João, famoso músico brasileiro, com décadas de carreira, tomou conhecimento pela imprensa de que sua biografia fora concluída por Maria, estando com lançamento marcado para o final do mês. Embora tenha sido procurado por Maria em diversas ocasiões, sempre se negara a atendê-la, tendo imaginado que, com esse proceder, impediria o avanço do projeto, já que não o autorizara. Transtornado com a possibilidade de ter a sua vida devassada, principalmente a partir da visão de um terceiro, que não a sua, consultou um advogado a respeito da compatibilidade da conduta de Maria com a ordem constitucional. O advogado respondeu, corretamente, que a conduta de Maria, no contexto descrito, era:
- A)ilícita, pois a biografia não autorizada afrontou a intimidade de João;
Errada, porque a publicação de biografia não autorizada não afronta automaticamente a intimidade, já que prevalece a liberdade de expressão no caso.

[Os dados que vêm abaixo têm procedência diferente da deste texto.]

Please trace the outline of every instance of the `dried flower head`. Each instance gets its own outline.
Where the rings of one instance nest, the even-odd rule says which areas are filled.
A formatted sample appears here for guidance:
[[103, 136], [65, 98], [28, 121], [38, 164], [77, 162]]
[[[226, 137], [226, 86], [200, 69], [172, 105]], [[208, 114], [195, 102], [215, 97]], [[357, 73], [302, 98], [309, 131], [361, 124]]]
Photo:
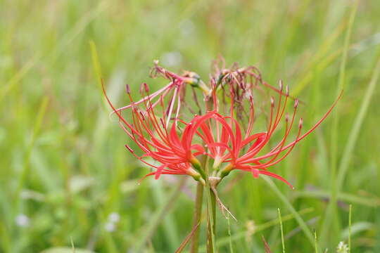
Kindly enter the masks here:
[[[292, 187], [268, 169], [283, 160], [296, 144], [312, 133], [340, 98], [314, 126], [302, 134], [303, 119], [296, 119], [299, 100], [289, 95], [288, 86], [284, 86], [281, 81], [278, 89], [262, 81], [255, 67], [239, 67], [235, 64], [226, 69], [224, 61], [220, 60], [206, 85], [196, 73], [184, 72], [179, 75], [159, 66], [157, 61], [154, 64], [151, 76], [167, 79], [165, 86], [151, 93], [148, 85], [144, 83], [140, 88], [142, 98], [134, 101], [127, 86], [129, 104], [118, 109], [106, 97], [121, 127], [142, 155], [137, 155], [127, 145], [127, 149], [155, 169], [146, 176], [154, 175], [156, 179], [162, 174], [187, 174], [203, 184], [208, 177], [217, 179], [213, 180], [217, 184], [232, 170], [239, 169], [252, 173], [255, 178], [267, 175]], [[186, 96], [189, 86], [201, 90], [203, 99], [198, 99], [194, 91], [192, 97]], [[106, 94], [104, 86], [103, 91]], [[260, 104], [257, 98], [267, 97], [268, 91], [276, 96]], [[288, 112], [291, 101], [293, 105]], [[182, 105], [190, 112], [197, 106], [200, 113], [189, 116], [182, 113]], [[122, 115], [125, 110], [128, 119]], [[256, 126], [257, 111], [267, 116], [265, 127]], [[280, 129], [283, 136], [273, 145], [273, 136]], [[289, 141], [292, 129], [296, 137]], [[201, 157], [208, 157], [203, 159], [203, 166]], [[146, 157], [158, 164], [147, 161]], [[205, 166], [211, 169], [205, 170]]]

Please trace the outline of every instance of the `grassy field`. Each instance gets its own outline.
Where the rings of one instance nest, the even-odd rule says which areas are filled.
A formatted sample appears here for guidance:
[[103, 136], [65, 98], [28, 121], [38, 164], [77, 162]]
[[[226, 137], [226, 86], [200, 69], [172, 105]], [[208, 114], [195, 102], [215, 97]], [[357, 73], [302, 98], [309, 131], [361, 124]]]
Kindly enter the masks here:
[[217, 245], [263, 252], [263, 236], [281, 252], [279, 208], [286, 252], [349, 238], [352, 252], [380, 252], [378, 0], [0, 1], [0, 252], [173, 252], [191, 230], [192, 180], [137, 184], [149, 168], [108, 117], [91, 41], [118, 105], [126, 83], [161, 86], [155, 59], [205, 80], [220, 55], [254, 65], [305, 102], [305, 129], [343, 89], [272, 168], [295, 190], [238, 172], [220, 186], [238, 221], [218, 214]]

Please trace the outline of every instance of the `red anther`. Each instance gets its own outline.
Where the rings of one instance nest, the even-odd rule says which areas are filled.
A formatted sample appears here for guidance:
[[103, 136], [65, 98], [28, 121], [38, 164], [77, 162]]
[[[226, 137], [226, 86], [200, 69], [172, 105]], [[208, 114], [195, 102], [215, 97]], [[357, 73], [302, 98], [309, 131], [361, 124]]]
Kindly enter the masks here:
[[296, 101], [294, 102], [294, 109], [296, 109], [298, 106], [298, 98], [296, 98]]
[[149, 86], [146, 83], [144, 83], [144, 88], [145, 89], [145, 92], [149, 93]]
[[303, 123], [303, 118], [300, 118], [300, 123], [298, 124], [298, 128], [300, 129], [302, 128], [302, 124]]
[[142, 119], [145, 120], [145, 117], [144, 116], [144, 113], [142, 113], [142, 112], [140, 112], [140, 115], [141, 115]]
[[131, 89], [129, 89], [129, 85], [128, 84], [125, 84], [125, 91], [127, 91], [127, 93], [131, 93]]
[[160, 122], [161, 122], [161, 125], [163, 126], [163, 128], [165, 129], [165, 122], [163, 118], [160, 118]]
[[286, 115], [285, 115], [285, 121], [287, 122], [289, 121], [289, 114], [286, 112]]
[[126, 145], [125, 145], [125, 148], [127, 148], [127, 149], [128, 150], [129, 150], [130, 153], [134, 153], [134, 150], [131, 148], [131, 147], [129, 147], [128, 145], [126, 144]]

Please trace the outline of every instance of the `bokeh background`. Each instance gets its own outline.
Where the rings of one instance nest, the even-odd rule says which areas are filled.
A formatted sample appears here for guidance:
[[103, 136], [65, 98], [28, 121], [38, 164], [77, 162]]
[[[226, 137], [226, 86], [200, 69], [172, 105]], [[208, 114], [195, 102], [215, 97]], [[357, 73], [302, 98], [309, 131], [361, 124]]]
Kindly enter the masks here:
[[306, 127], [344, 89], [316, 133], [272, 168], [296, 190], [239, 173], [221, 186], [238, 221], [218, 216], [217, 243], [262, 252], [264, 236], [280, 252], [279, 208], [286, 252], [334, 252], [348, 243], [352, 205], [352, 252], [379, 252], [380, 1], [355, 3], [1, 1], [0, 252], [172, 252], [191, 229], [192, 181], [182, 190], [178, 177], [137, 184], [149, 169], [108, 117], [91, 41], [118, 105], [126, 83], [163, 84], [148, 77], [154, 59], [205, 80], [220, 55], [254, 65], [305, 102]]

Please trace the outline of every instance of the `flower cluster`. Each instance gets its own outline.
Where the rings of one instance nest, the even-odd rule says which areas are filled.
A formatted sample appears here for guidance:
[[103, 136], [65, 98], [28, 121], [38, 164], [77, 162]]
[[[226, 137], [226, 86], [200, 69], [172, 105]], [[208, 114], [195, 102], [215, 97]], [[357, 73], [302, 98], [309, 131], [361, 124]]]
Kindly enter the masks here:
[[[211, 177], [217, 179], [217, 183], [231, 171], [239, 169], [252, 173], [255, 178], [267, 175], [292, 187], [268, 169], [284, 160], [296, 144], [312, 133], [338, 100], [314, 126], [302, 134], [303, 119], [296, 119], [298, 100], [289, 96], [289, 87], [284, 87], [282, 82], [277, 89], [262, 81], [254, 67], [234, 65], [226, 69], [216, 66], [209, 84], [205, 84], [194, 72], [177, 74], [155, 62], [151, 76], [160, 76], [169, 83], [151, 93], [148, 84], [144, 83], [140, 88], [142, 98], [138, 101], [132, 99], [127, 85], [130, 101], [127, 106], [116, 108], [105, 90], [104, 93], [113, 113], [120, 119], [121, 127], [142, 151], [142, 155], [127, 145], [126, 148], [154, 169], [146, 176], [155, 176], [156, 179], [162, 174], [187, 174], [203, 184]], [[186, 93], [187, 86], [193, 89], [190, 98]], [[197, 89], [201, 91], [202, 99], [197, 98], [197, 93], [201, 93]], [[276, 96], [264, 101], [269, 108], [262, 112], [255, 97], [257, 94], [265, 97], [268, 91]], [[286, 112], [289, 103], [293, 103], [290, 114]], [[184, 105], [186, 106], [182, 107]], [[197, 107], [199, 112], [194, 114]], [[184, 108], [189, 109], [190, 117]], [[266, 126], [255, 125], [258, 108], [267, 116]], [[122, 115], [126, 110], [127, 117]], [[281, 129], [282, 138], [272, 144], [274, 133]], [[296, 137], [289, 141], [293, 129]], [[157, 163], [149, 162], [152, 160]]]

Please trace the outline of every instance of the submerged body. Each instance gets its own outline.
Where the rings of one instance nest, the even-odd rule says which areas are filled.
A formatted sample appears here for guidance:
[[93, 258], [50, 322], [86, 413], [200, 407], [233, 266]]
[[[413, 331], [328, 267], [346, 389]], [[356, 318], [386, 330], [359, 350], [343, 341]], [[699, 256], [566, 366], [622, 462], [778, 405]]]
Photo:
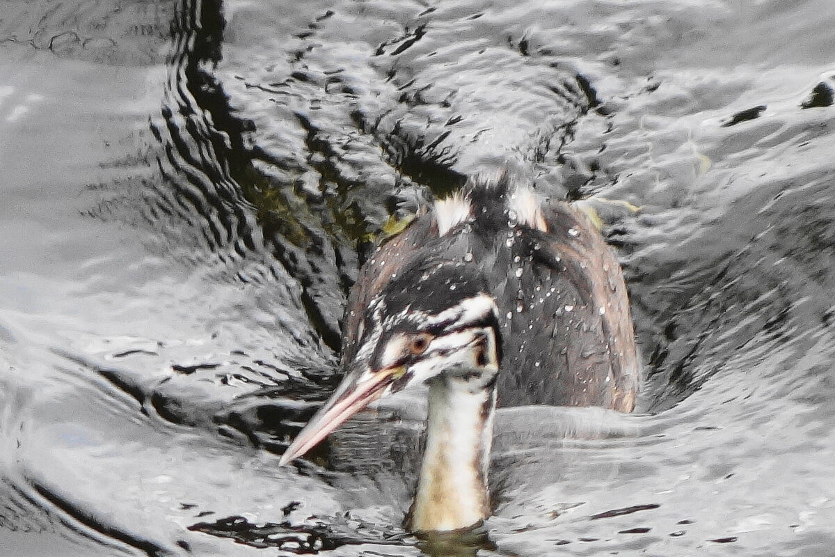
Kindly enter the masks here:
[[590, 220], [507, 178], [419, 214], [363, 267], [346, 313], [346, 378], [285, 454], [372, 400], [426, 382], [413, 531], [489, 515], [498, 406], [630, 412], [638, 360], [620, 265]]

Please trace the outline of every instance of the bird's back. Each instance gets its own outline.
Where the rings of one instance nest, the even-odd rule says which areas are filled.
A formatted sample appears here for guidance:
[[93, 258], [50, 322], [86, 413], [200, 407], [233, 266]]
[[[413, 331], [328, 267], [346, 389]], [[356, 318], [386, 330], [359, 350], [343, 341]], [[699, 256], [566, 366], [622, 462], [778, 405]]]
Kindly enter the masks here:
[[[500, 406], [599, 406], [630, 412], [639, 364], [626, 286], [611, 248], [582, 212], [527, 190], [471, 185], [380, 246], [349, 300], [343, 358], [371, 293], [415, 251], [478, 266], [499, 308]], [[415, 292], [420, 296], [420, 292]]]

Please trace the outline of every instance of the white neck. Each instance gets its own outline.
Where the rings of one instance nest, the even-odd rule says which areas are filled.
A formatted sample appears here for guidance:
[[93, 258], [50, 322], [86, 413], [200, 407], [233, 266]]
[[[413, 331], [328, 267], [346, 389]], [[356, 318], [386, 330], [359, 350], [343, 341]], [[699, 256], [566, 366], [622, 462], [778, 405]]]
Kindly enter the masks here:
[[494, 387], [443, 376], [429, 383], [426, 448], [410, 529], [453, 530], [489, 516], [487, 473], [495, 408]]

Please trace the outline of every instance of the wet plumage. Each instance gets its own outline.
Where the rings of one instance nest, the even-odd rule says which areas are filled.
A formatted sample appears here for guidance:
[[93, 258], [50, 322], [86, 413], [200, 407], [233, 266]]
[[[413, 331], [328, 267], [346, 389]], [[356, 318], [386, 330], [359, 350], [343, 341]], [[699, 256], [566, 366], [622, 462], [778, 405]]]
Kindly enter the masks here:
[[506, 176], [469, 183], [377, 249], [349, 297], [342, 366], [342, 384], [285, 460], [372, 400], [428, 383], [415, 530], [488, 515], [497, 400], [630, 412], [638, 387], [611, 249], [582, 212]]

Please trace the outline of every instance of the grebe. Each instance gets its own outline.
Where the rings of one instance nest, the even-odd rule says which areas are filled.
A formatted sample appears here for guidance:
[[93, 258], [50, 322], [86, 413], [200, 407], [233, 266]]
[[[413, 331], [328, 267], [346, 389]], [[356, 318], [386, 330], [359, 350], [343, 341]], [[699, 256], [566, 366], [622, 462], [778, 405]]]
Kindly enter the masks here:
[[341, 366], [342, 382], [281, 463], [372, 401], [427, 383], [415, 532], [489, 516], [497, 404], [631, 412], [639, 375], [612, 250], [581, 210], [506, 174], [470, 180], [377, 248], [349, 296]]

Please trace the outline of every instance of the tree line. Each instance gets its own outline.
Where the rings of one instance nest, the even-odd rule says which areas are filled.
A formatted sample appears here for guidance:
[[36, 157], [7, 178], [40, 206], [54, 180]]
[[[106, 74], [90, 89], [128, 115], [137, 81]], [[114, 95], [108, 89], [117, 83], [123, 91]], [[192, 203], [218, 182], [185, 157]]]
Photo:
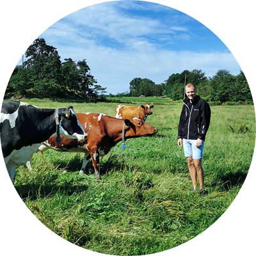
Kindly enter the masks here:
[[134, 78], [130, 82], [126, 96], [163, 96], [173, 100], [184, 98], [184, 85], [193, 83], [198, 93], [208, 101], [215, 102], [252, 102], [249, 85], [243, 71], [234, 76], [226, 70], [219, 70], [212, 77], [207, 77], [201, 70], [184, 70], [173, 74], [160, 84], [148, 78]]
[[[85, 59], [76, 63], [70, 58], [61, 62], [57, 49], [48, 45], [44, 38], [36, 39], [25, 56], [26, 60], [13, 72], [6, 97], [73, 97], [95, 102], [106, 93], [106, 87], [98, 84], [90, 73]], [[243, 71], [234, 76], [226, 70], [219, 70], [211, 77], [202, 70], [185, 70], [172, 74], [159, 84], [148, 78], [135, 77], [129, 83], [129, 92], [117, 96], [166, 96], [177, 100], [184, 97], [184, 85], [188, 83], [193, 83], [198, 94], [207, 101], [252, 102]]]
[[56, 49], [44, 38], [36, 39], [26, 51], [26, 60], [14, 69], [6, 95], [65, 99], [74, 97], [95, 101], [106, 88], [97, 84], [86, 60], [63, 62]]

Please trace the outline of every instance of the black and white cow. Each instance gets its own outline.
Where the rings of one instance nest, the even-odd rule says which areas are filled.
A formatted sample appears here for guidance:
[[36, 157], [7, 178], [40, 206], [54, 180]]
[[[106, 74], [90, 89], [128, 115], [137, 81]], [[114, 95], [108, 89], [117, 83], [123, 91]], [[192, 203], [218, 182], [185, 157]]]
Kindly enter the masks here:
[[15, 167], [30, 160], [43, 141], [57, 134], [83, 141], [87, 136], [70, 106], [44, 109], [4, 100], [1, 113], [1, 143], [5, 164], [14, 183]]

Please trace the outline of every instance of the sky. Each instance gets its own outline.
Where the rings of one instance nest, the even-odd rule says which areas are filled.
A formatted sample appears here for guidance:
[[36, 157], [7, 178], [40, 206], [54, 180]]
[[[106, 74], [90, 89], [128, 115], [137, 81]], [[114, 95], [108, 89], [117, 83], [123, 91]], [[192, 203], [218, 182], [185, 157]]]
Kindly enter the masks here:
[[128, 92], [135, 77], [160, 84], [185, 70], [201, 70], [207, 77], [220, 69], [234, 75], [241, 70], [228, 49], [204, 24], [149, 2], [93, 5], [63, 18], [38, 38], [56, 48], [62, 61], [86, 60], [108, 93]]

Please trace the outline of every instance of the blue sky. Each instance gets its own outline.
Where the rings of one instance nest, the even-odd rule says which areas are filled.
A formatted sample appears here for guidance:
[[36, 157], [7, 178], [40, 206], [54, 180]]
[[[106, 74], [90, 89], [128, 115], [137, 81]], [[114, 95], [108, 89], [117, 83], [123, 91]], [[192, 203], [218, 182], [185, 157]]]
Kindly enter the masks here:
[[173, 73], [200, 69], [207, 77], [241, 68], [224, 44], [202, 24], [171, 8], [144, 1], [95, 4], [53, 24], [38, 38], [61, 60], [84, 59], [108, 93], [129, 92], [134, 77], [163, 83]]

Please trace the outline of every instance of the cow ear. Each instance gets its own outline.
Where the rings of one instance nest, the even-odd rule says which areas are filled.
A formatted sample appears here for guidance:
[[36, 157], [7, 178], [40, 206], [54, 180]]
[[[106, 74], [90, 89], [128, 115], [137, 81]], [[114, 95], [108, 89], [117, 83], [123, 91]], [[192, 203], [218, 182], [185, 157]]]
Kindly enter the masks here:
[[126, 124], [126, 125], [130, 127], [132, 125], [131, 122], [129, 119], [125, 119], [124, 122]]
[[69, 109], [69, 111], [64, 112], [63, 115], [65, 116], [65, 117], [68, 119], [70, 114], [71, 114], [71, 109]]

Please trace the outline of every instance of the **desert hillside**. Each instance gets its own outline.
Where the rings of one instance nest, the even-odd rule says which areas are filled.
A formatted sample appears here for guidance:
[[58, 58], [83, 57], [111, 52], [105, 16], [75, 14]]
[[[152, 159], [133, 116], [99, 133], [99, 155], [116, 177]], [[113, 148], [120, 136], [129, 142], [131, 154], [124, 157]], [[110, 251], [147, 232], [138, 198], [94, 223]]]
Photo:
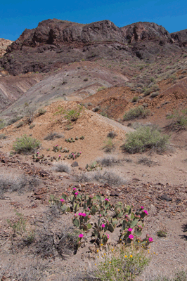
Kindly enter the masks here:
[[186, 30], [0, 39], [1, 280], [186, 281]]

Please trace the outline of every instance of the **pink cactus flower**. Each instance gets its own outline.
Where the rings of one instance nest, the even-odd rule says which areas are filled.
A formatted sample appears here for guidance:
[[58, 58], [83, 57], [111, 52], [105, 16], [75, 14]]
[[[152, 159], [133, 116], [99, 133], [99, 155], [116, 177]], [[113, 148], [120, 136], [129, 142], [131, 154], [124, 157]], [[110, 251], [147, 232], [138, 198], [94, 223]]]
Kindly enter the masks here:
[[129, 228], [128, 231], [129, 231], [129, 233], [131, 233], [132, 231], [132, 228]]
[[130, 235], [129, 235], [129, 239], [131, 239], [131, 240], [133, 240], [133, 239], [134, 239], [133, 235], [132, 235], [132, 234], [130, 234]]
[[143, 210], [143, 212], [148, 216], [148, 211], [146, 211], [146, 210]]

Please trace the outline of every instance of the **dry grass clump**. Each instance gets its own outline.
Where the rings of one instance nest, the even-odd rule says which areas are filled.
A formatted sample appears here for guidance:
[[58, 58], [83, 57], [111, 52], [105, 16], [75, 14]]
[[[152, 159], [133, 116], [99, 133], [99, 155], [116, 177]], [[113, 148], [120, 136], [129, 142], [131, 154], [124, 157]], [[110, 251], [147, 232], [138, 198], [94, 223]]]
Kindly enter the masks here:
[[65, 162], [60, 162], [59, 163], [56, 164], [53, 166], [53, 169], [56, 171], [62, 172], [64, 171], [65, 173], [70, 174], [71, 172], [71, 167], [70, 165]]
[[40, 145], [41, 143], [39, 140], [24, 135], [22, 137], [17, 138], [17, 140], [13, 143], [13, 148], [16, 153], [25, 154], [34, 152], [35, 149], [39, 148]]
[[59, 133], [57, 132], [51, 132], [44, 138], [44, 140], [53, 140], [55, 138], [63, 138], [64, 135], [63, 135], [62, 133]]
[[108, 133], [108, 134], [107, 135], [107, 137], [113, 139], [117, 136], [117, 133], [114, 131], [111, 131], [110, 132]]
[[103, 158], [98, 158], [97, 162], [99, 163], [101, 166], [105, 167], [108, 167], [111, 166], [116, 165], [119, 164], [120, 160], [115, 157], [114, 156], [108, 155]]
[[142, 164], [143, 165], [151, 166], [155, 165], [156, 162], [151, 160], [150, 158], [142, 157], [138, 158], [138, 164]]
[[6, 192], [22, 193], [27, 190], [32, 190], [39, 184], [39, 181], [33, 177], [27, 179], [25, 176], [14, 174], [0, 174], [0, 195]]
[[123, 117], [124, 121], [132, 120], [135, 118], [146, 118], [146, 116], [149, 115], [150, 110], [144, 108], [143, 106], [138, 106], [135, 108], [131, 108], [125, 113]]
[[104, 171], [96, 171], [82, 173], [77, 176], [77, 180], [79, 182], [98, 181], [113, 186], [119, 186], [127, 183], [127, 180], [112, 169], [108, 169]]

- B)lícita, estando albergada pelas liberdades de pensamento e de expressão;
Certa, pois a biografia não autorizada é protegida pelas liberdades de pensamento e de expressão, conforme entendimento do STF na ADI 4815.
- C)ilícita, em razão do acesso a dados pessoais sem prévia autorização judicial;
Errada, porque não existe exigência de autorização judicial prévia para acesso a dados pessoais nesse contexto de produção biográfica.
- D)ilícita, já que os direitos fundamentais de João não podem obstar o exercício dos direitos de Maria;
Errada, porque os direitos fundamentais de João continuam relevantes e podem gerar responsabilidade posterior, sem impedir de forma absoluta o exercício dos direitos de Maria.
- E)ilícita, pois ultrapassara os limites da liberdade de expressão e avançara nos direitos da personalidade de João.
Errada, porque a mera ausência de autorização não significa, por si só, abuso dos limites da liberdade de expressão nem violação automática aos direitos da personalidade.
Gabarito: B
A questão trata do conflito entre direitos da personalidade e as liberdades de expressão e de informação. No Brasil, a Constituição protege a intimidade, a vida privada, a honra e a imagem das pessoas, mas também garante a livre manifestação do pensamento e a liberdade de expressão artística e intelectual, nos arts. 5º, IX e XIV, e 220. Quando esse conflito envolve biografias, o STF consolidou o entendimento de que a publicação de obra biográfica não depende de autorização prévia da pessoa biografada. Isso foi afirmado no julgamento da ADI 4815, em que se reconheceu que a exigência de autorização poderia funcionar como censura prévia, incompatível com a ordem constitucional. Por isso, a conduta de Maria é lícita no cenário descrito: ela pode escrever e publicar a biografia sem o consentimento de João. Isso não significa licença para abuso, porque eventuais excessos, ofensas, mentiras ou danos podem gerar responsabilidade posterior, inclusive civil, mas não autorização prévia como regra. Em resumo, a Constituição não entrega à pessoa biografada um poder de veto sobre a narrativa da própria vida. João pode não gostar da obra, mas o simples fato de ela ser não autorizada não a torna inconstitucional.